L'altro grande rischio legato agli antibiotici negli alimenti è la possibilità di favorire l'antibiotico resistenza, considerata una vera e propria emergenza per la salute pubblica. Basti sapere che in base alle stime dell’Associazione delle imprese del farmaco (Farmindustria), in Italia entro il 2050 si registreranno 450mila morti a causa dei “superbatteri”, cioè quelli capaci di resistere agli antibiotici. I superbatteri originano per selezione naturale, generazione dopo generazione, grazie alle mutazioni casuali nel profilo genetico che permettono loro di sopravvivere al farmaco. Se ad esempio dovessimo colpire una colonia di un milione di batteri con un antibiotico, potrebbe essercene uno 0,1 percento che sopravvive proprio grazie alla mutazione “resistente”. Riproducendosi, questo 0,1 percento darà vita a una nuova colonia che sarà totalmente resistente al farmaco.

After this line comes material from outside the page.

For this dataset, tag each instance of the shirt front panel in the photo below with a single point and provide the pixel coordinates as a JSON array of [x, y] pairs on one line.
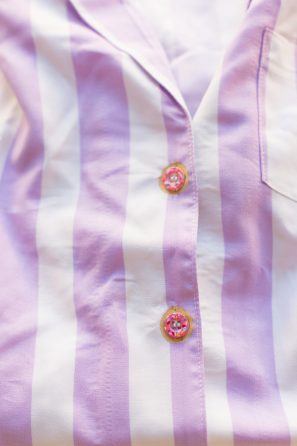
[[100, 251]]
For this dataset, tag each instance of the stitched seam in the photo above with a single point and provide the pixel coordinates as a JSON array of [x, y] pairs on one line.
[[262, 63], [195, 211]]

Come specificato dal professor, Ruggiero Francavilla, pediatra e gastroenterologo dell’Università degli Studi di Bari, “L’assunzione costante di piccole dosi di antibiotico con gli alimenti determina una pressione selettiva sulla normale flora batterica intestinale a vantaggio dei batteri resistenti agli antibiotici che diventano più rappresentati; questa informazione genetica viene trasferita ad altri batteri anche patogeni”. In altri termini, a forza di assumere piccole quantità di antibiotici potremmo “coltivare” nel nostro apparato digerente microorganismi che potrebbero non rispondere ai farmaci nel caso in cui dovessero produrre un'infezione. L'Escherichia coli, ad esempio, è un batterio importante che vive in simbiosi nel nostro intestino, ma è un patogeno opportunista che può causare infezioni potenzialmente letali; la sua peggior caratteristica è proprio quella di aver sviluppato resistenza a determinate classi di antibiotici. Infine, l'uso sconsiderato degli antibiotici sia negli allevamenti che da parte nostra può favorire la proliferazione di superbatteri nell'ambiente, e con essi il rischio di ammalarsi di infezioni difficilmente trattabili.